Those days are long gone.
Today’s Republican Party effectively refuses to allow the other side to govern when it wins elections. Republicans denied President Barack Obama the opportunity to replace the deceased Justice Antonin Scalia (but allowed a Republican president to jam through a Supreme Court nominee after voting had begun in 2020). Sen. Tommy Tuberville (R-Ala.) has held up hundreds of military appointments for months; at various times, individual Republicans have refused to allow votes on State Department or Justice Department nominees.
When the late Sen. Dianne Feinstein (D-Calif.) was incapacitated by illness this year, Republicans refused to allow Democrats to replace her on the Judiciary Committee. (After her death last week, Republicans appear willing to allow Democrats to fill her committee seat.) Meanwhile, Republicans’ blue slips have periodically stalled confirmation of judicial nominees.
This is the nature of the MAGA Republican Party. It cares not one whit for governing and considers Democrats’ electoral victories of no consequence. (The latest game: Make baseless impeachment threats to hamper duly elected Democrats from fulfilling their duties, as they’re doing with President Biden and a newly elected Supreme Court judge in Wisconsin.) Pleading with individual Republicans to break ranks or offering trade after trade to accommodate those acting in bad faith is useless. Worse, it blurs responsibility for chaos, paralysis and gridlock.
Democrats can change the rules, just as they did for Senate attire, on a majority vote. Republicans abuse rules, thwart democracy and hobble our government because Democrats allow them to.
The exploitation of Senate rules is part of a larger GOP undertaking: the subversion of democracy. In their must-read book, “Tyranny of the Minority,” Steven Levitsky and Daniel Ziblatt cogently explain that Republicans, unable to appeal to a broader share of the electorate beyond diminishing numbers of White, rural Christians, have found ways to exploit, abuse and, indeed, break majority governance.
The authors have no quarrel with legitimate protections for minority rights (e.g., the Bill of Rights, an independent judiciary, federalism, separation of powers). Rather, the problem is Republicans’ insistence on denying the key component of a democracy: the power of the people to elect the leaders of their choice to govern. Republicans have grown attached to tactics that perpetuate minority rule, including thwarting voting (e.g., filibustering voting rights legislation) and denying election results (e.g., signing onto a brief to disenfranchise millions of Americans, baselessly challenging Biden’s electors).
Some democratic course correction can be achieved only through constitutional amendment or legislation. However, Democrats can change Senate rules and customs that are entirely outside the constitutional order and pile one minority-rule gimmick on top of another (e.g., a filibuster to block a vote in the Senate, which already favors sparsely populated, overwhelmingly White states).
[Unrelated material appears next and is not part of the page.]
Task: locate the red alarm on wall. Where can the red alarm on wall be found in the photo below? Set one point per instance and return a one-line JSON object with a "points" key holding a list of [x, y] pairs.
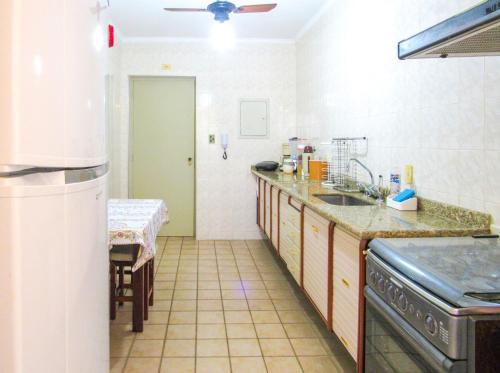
{"points": [[111, 36]]}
Democracies that do not allow majorities to govern lose legitimacy. “America’s excessively counter-majoritarian institutions reinforce extremism, empower authoritarian minorities and threaten minority rule,” Levitsky and Ziblatt write. “To overcome these problems, we must double down on democracy. This means dismantling spheres of undue minority protection and empowering majorities … [and] it means forcing our politicians to be more responsive and accountable to majorities of Americans.”
Simply put: We need to shore up democracy.
Even small changes in Senate rules could have a big impact. For example, blue slips and holds could have a time limit (e.g., 90 days), allowing members’ concerns to be aired without thwarting the majority.
Likewise, a party should be able to fill seats on committees after the incapacitation or death of a member without “permission” of the other party. Indicted senators should be removed from and replaced on committees related to the indictment. Hearings on Supreme Court nominees could be required to commence within 90 days of a nomination.
Democrats for too long have been squeamish about allowing actual majority votes (or, rather, majority rule). The Constitution specified supermajorities in specific cases (e.g., treaties, Senate removal after an impeachment). It was never intended to be the norm.
The Senate created filibuster exceptions for judicial confirmations and reconciliation bills. Especially for matters pertaining to democracy (e.g., voting rights, investigation of a coup, legislative “correction” of an erroneous Supreme Court statutory interpretation), the filibuster could be limited in time (maybe 120 days); the filibustering party could be required to hold the floor (a “talking” filibuster); the 60 votes required for cloture could gradually reduce over time (e.g., 57 for cloture after a week, 55 after two weeks, etc.); or some combination thereof. The minority should not be able to permanently block majority governance. That was never the constitutional structure envisioned by the Founding Fathers.
Democrats can make these changes if they have 50 votes plus the vice president. Democrats running in 2024 should say how they stand on these matters. If they want to continue to perpetuate the “tyranny of minority” by allowing the status quo, voters should know.
After all, GOP shenanigans have shown that Republicans cannot be trusted to operate in good faith under the rules. The only alternative is to change those rules — or succumb to the evisceration of our democracy.